Livro XIII: a leitura alegórica dos dias da criação e o repouso do sétimo dia

Graças vos dou, Senhor! Vemos o céu e a terra, seja a parte corporal, superior e inferior, seja a criatura espiritual e corporal; e no ornato destas partes, das quais consta ou toda a massa do mundo ou absolutamente toda a criatura, vemos a luz feita e separada das trevas. Vemos o firmamento do céu, seja entre as águas espirituais superiores e as corporais inferiores como corpo primário do mundo, seja este espaço do ar (porque também este se chama céu), pelo qual vagueiam as aves do céu entre as águas que, em forma de vapor, sobre ele se elevam e gotejam em orvalho mesmo nas noites serenas, e estas que, pesadas, fluem sobre as terras.

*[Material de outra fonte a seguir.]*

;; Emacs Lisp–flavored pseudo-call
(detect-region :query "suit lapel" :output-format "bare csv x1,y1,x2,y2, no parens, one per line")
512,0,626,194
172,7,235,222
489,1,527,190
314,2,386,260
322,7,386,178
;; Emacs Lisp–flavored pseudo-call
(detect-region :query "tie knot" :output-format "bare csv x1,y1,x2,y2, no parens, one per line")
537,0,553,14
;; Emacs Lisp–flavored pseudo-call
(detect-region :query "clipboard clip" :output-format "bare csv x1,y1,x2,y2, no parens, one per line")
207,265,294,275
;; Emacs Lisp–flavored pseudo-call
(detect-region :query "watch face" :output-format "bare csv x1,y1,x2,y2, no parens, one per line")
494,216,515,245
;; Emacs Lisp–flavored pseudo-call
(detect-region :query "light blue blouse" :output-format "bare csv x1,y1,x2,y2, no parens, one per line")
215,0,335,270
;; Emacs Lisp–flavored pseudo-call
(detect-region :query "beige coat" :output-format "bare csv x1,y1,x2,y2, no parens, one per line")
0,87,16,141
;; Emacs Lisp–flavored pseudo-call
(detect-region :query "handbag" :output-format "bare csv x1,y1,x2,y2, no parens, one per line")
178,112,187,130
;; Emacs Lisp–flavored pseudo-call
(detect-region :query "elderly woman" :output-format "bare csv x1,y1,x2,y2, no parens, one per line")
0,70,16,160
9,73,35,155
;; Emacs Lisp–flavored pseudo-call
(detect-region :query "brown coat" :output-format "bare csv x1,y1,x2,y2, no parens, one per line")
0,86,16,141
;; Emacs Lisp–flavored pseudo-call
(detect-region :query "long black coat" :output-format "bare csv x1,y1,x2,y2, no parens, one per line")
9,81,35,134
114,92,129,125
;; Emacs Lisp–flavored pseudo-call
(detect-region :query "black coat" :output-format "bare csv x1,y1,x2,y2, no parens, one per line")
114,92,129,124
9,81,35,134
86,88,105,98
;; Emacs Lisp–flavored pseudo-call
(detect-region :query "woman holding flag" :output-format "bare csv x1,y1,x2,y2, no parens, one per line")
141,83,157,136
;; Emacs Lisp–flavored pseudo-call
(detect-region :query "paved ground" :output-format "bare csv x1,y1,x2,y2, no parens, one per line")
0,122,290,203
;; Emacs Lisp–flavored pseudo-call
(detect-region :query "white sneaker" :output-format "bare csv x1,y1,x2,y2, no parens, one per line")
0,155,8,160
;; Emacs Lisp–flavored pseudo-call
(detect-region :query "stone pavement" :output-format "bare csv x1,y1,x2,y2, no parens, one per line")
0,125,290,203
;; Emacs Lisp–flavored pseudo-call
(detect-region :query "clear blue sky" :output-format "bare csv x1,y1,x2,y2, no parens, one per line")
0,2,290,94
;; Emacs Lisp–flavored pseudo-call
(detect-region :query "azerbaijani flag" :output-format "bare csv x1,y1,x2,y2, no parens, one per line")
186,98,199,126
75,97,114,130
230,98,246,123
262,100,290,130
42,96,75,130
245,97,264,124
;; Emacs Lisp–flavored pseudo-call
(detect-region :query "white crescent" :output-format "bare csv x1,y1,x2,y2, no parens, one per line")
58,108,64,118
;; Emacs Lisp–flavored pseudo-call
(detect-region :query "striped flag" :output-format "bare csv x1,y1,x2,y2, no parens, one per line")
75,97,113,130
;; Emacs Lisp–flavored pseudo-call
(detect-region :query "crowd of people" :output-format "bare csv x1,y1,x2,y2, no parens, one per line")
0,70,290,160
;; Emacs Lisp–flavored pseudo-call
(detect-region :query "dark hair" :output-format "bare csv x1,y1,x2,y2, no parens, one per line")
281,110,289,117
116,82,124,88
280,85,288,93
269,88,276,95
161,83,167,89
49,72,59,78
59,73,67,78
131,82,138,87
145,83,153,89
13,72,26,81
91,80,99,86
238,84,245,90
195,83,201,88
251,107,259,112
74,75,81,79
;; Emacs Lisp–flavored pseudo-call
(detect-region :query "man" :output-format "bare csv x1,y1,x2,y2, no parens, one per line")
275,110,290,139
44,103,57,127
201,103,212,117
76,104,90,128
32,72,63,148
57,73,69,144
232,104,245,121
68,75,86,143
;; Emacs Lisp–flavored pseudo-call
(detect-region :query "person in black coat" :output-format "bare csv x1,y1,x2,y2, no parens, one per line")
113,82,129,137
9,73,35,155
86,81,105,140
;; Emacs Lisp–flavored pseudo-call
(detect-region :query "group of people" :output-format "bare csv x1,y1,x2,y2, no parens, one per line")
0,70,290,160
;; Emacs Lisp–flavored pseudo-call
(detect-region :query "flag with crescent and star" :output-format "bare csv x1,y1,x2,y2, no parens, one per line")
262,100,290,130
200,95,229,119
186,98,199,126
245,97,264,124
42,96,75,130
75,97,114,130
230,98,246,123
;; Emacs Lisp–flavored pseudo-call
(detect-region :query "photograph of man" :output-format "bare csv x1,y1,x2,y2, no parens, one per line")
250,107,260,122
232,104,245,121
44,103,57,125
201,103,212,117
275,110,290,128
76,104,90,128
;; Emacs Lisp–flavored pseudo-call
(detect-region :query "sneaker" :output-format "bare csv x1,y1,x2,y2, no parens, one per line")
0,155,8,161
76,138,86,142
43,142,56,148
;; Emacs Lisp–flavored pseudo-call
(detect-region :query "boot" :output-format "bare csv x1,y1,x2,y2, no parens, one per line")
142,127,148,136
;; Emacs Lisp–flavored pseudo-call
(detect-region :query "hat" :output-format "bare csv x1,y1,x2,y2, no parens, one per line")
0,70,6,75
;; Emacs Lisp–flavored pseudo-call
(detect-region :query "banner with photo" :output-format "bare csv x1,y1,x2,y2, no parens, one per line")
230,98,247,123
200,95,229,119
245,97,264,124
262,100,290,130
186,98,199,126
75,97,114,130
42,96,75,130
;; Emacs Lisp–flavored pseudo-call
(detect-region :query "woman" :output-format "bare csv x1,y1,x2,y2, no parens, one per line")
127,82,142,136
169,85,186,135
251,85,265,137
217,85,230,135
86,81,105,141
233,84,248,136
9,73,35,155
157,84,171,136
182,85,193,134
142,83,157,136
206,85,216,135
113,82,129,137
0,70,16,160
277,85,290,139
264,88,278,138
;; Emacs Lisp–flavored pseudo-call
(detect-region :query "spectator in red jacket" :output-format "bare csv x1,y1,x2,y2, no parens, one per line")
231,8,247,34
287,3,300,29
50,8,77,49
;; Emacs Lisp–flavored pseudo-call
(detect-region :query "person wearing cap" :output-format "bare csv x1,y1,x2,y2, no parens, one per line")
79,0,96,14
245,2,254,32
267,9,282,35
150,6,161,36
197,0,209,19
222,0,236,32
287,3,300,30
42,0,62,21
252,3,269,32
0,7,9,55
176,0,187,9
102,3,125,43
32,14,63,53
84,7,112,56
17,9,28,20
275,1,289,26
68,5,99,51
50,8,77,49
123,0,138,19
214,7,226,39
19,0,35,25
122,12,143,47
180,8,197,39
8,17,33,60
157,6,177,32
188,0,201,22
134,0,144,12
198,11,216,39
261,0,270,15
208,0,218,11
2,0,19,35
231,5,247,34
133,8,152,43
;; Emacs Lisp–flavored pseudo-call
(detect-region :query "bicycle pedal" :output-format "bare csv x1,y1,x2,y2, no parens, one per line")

Vemos a face das águas reunidas pelos campos do mar, e a terra árida ou desnudada ou formada, para que fosse visível e ordenada, e a matéria das ervas e das árvores. Vemos os luzeiros resplandecerem no alto, o sol bastar ao dia, a lua e as estrelas consolarem a noite, e por todos estes serem marcados e assinalados os tempos. Vemos a natureza úmida por toda parte fecundada de peixes e de monstros e de aves, porque a densidade do ar, que sustenta o voo das aves, se condensa pela exalação das águas. Vemos a face da terra adornada com os animais terrestres, e o homem, feito à vossa imagem e semelhança, anteposto a todos os animais irracionais pela vossa própria imagem e semelhança, isto é, pela força da razão e da inteligência; e, assim como na sua alma uma coisa é a que domina aconselhando, outra a que se submete para obedecer, assim também ao varão foi feita corporalmente a mulher, a qual teria, na mente, natureza igual de inteligência racional, mas pelo sexo do corpo de tal modo se submeteria ao sexo masculino, como se submete o apetite da ação para conceber, da razão da mente, a destreza de bem agir. Vemos estas coisas, e cada uma boa, e todas muito boas.